Sebagai contohnya, aku 2 bulan lalu membeli jas hujan harga Rp 90.000. Baru aku gunakan 2 kali pemakaian sudah sobek bagian celananya. Aku lalu mikir dan berusaha setidaknya jas hujan itu masih bisa dipakai 10 kali biar setiap pemakaiannya terhitung biaya Rp 9.000.
Setelah jas hujan itu benar-benar tidak bisa dipakai, aku membuangnya lalu beli jas hujan lagi yang lain dengan harga 3 kali lipat dari harga jas hujan sebelumnya, Rp 270.000. Dari sisi kualitas memang beda jauh, kenyamanan saat dipakai, sampai-sampai aku pengen hujan-hujanan pakai jas hujan itu saking enaknya. Dari bahannya juga aku sudah bisa menyimpulkan bahwa barang ini lebih awet dari sebelumnya.
Apakah harus selalu beli yang mahal?
Aku pernah liat sebuah chart lupa apa namanya, yang menjelaskan bahwa setiap jenis produk itu ada harga maksimal dengan kegunaan maksimalnya.

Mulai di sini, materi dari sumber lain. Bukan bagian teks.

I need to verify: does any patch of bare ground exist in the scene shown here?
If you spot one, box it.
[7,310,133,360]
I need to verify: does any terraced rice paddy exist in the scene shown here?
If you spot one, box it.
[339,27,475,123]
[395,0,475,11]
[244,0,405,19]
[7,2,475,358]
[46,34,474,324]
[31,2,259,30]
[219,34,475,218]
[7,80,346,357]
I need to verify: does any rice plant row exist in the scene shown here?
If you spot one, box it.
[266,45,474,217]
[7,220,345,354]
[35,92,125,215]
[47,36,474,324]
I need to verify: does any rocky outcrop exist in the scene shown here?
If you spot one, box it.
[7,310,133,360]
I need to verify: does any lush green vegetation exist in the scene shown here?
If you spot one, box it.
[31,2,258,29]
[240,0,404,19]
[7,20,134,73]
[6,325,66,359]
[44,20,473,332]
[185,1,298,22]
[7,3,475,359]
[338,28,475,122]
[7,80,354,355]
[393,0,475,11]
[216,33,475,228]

Contohnya, jika kita membeli HP dengan harga 1 juta, pasti kita hanya dapat kualitas yang rendah. Kita naikin lagi jadi 3 juta kualitas yang didapat dari HP tersebut naik, fitur yang disediakan juga sudah menemui kriteria yang kita butuhkan. Mungkin kita sudah cukup membeli HP seharga 3 jutaan, secara grafik sudah bertemu titik harga = titik value yang kita butuhkan. Lalu apa yang terjadi bila kita beli HP seharga 10 juta dengan fitur yang bagus namun tidak kita butuhkan? Jadinya price > value yang kita butuhkan.
Iya benar, dengan HP seharga segitu pasti fiturnya bisa kita manfaatkan untuk bikin konten, tapi ga semua orang pengen bahkan mau jadi konten kreator. Misalkan mau mungkin ga saat itu juga, dan konsep minimalism tidak mengenal kata “just in case”, “misalkan nanti”, “lha nek mengko kirane butuh”.

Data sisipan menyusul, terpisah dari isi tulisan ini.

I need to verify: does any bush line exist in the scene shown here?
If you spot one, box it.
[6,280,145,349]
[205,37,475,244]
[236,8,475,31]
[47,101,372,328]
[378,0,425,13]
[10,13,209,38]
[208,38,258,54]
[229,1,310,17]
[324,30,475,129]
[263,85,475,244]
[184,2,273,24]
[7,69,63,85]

Jadi metriksnya adalah valuenya, beli barang dengan value tertinggi yang kita butuhkan. Agar yang kita dapatkan barang yang berkualitas namun dengan value dan harga yang sesuai dengan kebutuhan dan kemampuan kita.
Apa harus terpaku pada brand?
Kalo aku sendiri ga harus, tapi brand bisa dijadikan pertimbangan. Karena brand juga ada harganya, bisa jadi barang dengan kualitas mirip hampir sama secara harga bisa lumayan jauh berbeda. Pilih sesuai selera tapi yang sesuai kantong juga saja. Asal barangnya berkualitas kemungkinan untuk menyesal membeli karena brand harusnya kecil.
Mempertimbangkan hal yang akan kita beli menurutku juga termasuk dalam kebijaksanaan. Biar setelah melakukan pembelian barang yang kita beli menambahkan nilai lebih dan meningkatkan kualitas hidup kita. Asal ga terlalu lama mempertimbangkannya, karena masih banyak hal yang perlu dikerjakan.